Strona:Stefan Garczyński - Wacława dzieje.djvu/54

Z Wikiźródeł, wolnej biblioteki
Ta strona została uwierzytelniona.
42
WACŁAWA DZIEJE

I znikli — tak dwa listki lżejsze do polotu
Z tysiąca które drzewo otrząśnie w jesieni
Lada wiatrem powiane, rwą się bez powrotu
I popłyną tam gdzie je spólny wiatr pierścieni.


II.
ZWIĄZEK.

Śniegiem ziemia pokryta, noc jasna i mroźna.
Z szafiru niebios gwiazdy, jakby pełną dłonią
Wysypane brylanty w szatę nocy wbito,
Roziskrzone świeciły — pora była późna —
Śnieg błyszczał — w śpiż zegary czasami zadzwonią,
Ulice puste niby z wód wyschłe koryto.
Gdzie niegdzie tylko słychać chód krokiem mierzonym
To szyldwach z bronią w ręku głucho się przechadza,
Albo gdy rond nadejdzie, lub policji władza,
Do przeglądu żołnierzy, woła głośnym dzwonem.
Czarno sterczały domy — jak w księżyca blasku
Pompejum wygrzebane z popiołu i piasku.
W jednym tylko cóś miga na bocznej ulicy,
Słychać szmer jakiś w górze, i światło od świecy
Łuną z okna wygląda choć je w głąb wciśniono,
Choć okno czarną jakąś opięto zasłoną.
Tam idą dwaj nieznani — przyszli — patrzą wszędzie —
Cicho — nikt ich nie zoczył — więc jeden w dłoń klaśnie —
« Hasło » — ktoś pyta z sieni. « Jest, było i będzie » —
« Dobrze » — drzwi się otwarły. — « Czy są? — wszyscy właśnie, »
Tak mówiąc znowu mocne zatrzasnął podwoje,
Ręką wskazał — i w górne wiedzie ich pokoje.

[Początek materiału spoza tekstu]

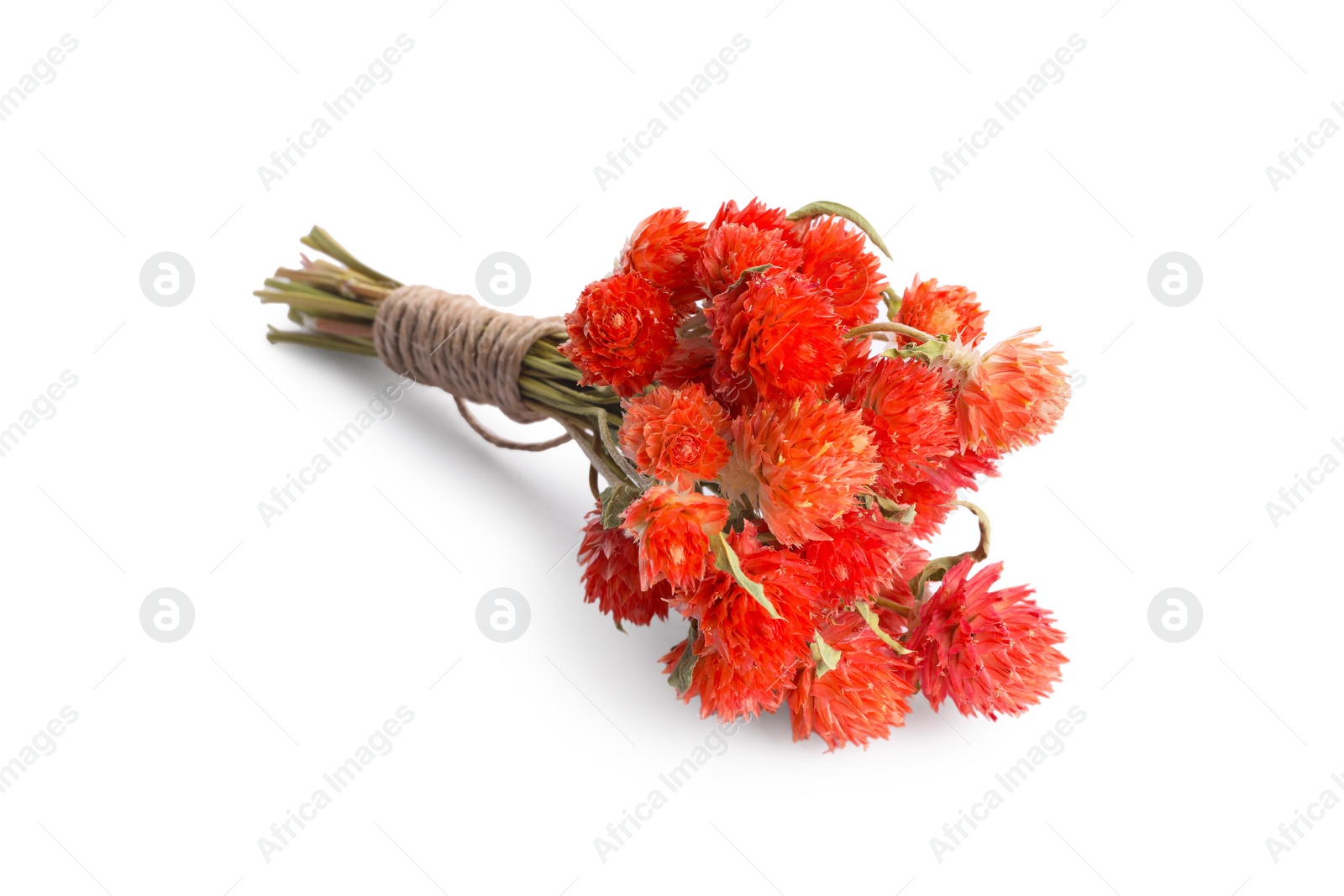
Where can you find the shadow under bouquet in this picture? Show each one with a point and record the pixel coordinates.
(773, 454)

W niezamieszkałej dawno, sali wielkiej, pustej,
Zwykły stół był na środku — krzyż czarny na stole
A przy nim osadzeni związkowi w półkole.
Milczenie głuche w sali — trwożliwemi usty
Nikt nie śmiał ruszyć wprzódy aż doszedł z pewnością
Czy sami bracia tylko między liczną gością;
Bo dzisiaj wielkie rzeczy mają wnieść na radę
Koniec mąk — wolność kraju — ciemiężcom zagładę!